[OT] n-way union

Tue May 26 06:09:59 PDT 2009

Andrei Alexandrescu wrote:
> Don wrote:
>> BCS wrote:
>>> in sudocode
>>>
>>> 1. build a min heap out of the elements based on the first element of 
>>> each array
>>> 2. remove the first value from the root of the heap,
>>> 3. if empty array, drop it
>>> 4. if not empty re-heap
>>> 5. goto 2 if anything left
>>>
>>>
>> In practice, I bet it'll go faster with a couple more steps:
>> 2. remove the first value (from array X) from the root of the heap,
>> 2a. Determine new root of the heap (don't need to do a full re-heap yet).
>> 2b. move all values from X until empty or >= new root.
>> 4. reheap
> 
> Correct. Unfortunately my heap primitives didn't quite allow that so 
> currently I do it the "hard" way: pop from top, remove top from heap, 
> reinsert (if not empty). But this is definitely an optimization worth 
> doing. I think I'll implement it.
> 
>> There are interesting cases like:
>> [5,6,7,8,9,9,......9]
>> [30, 31,32,33,34...38]
>> [1,1,1,1,1,1,1,1,1,1,...1]
>> [10,11,12,13,14,15,16,16,......., 16]
>>
>> where in theory, the total number of comparisons required is a 
>> function only of the number of arrays, and is independent of the 
>> actual number of elements.
>> If it's common to have runs where consecutive values come from a 
>> single array, and the arrays are random access, you could do MUCH 
>> better than O(n).
> 
> I think you can't do better. Complexity is O(n) at a minimum because you 
> need to go through each element. The heap-based algorithm has O(n log 
> m). What you could improve on is the log m factor (m = the number of sets).

Depending on what "going through each element" means. Certainly, if you 
need to move them, you can't beat O(n) moves, but you can definitely get 
O(m*m) < < O(n) comparisons in the best case I described. And that would 
also be the number of splicing operations.
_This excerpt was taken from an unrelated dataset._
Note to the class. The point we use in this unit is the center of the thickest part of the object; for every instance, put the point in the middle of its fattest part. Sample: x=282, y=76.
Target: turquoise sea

You could approximate this without hurting the worst-case too much, by 
(for example) once you get a run of more than K entries from the same 
array, step forward 2 entries; if that's still less than the root, copy 
both to the output, then step forward 4 entries, etc.

That should give a best-case O(m log n) comparisons/splices.
Which might not be of any practical use, of course.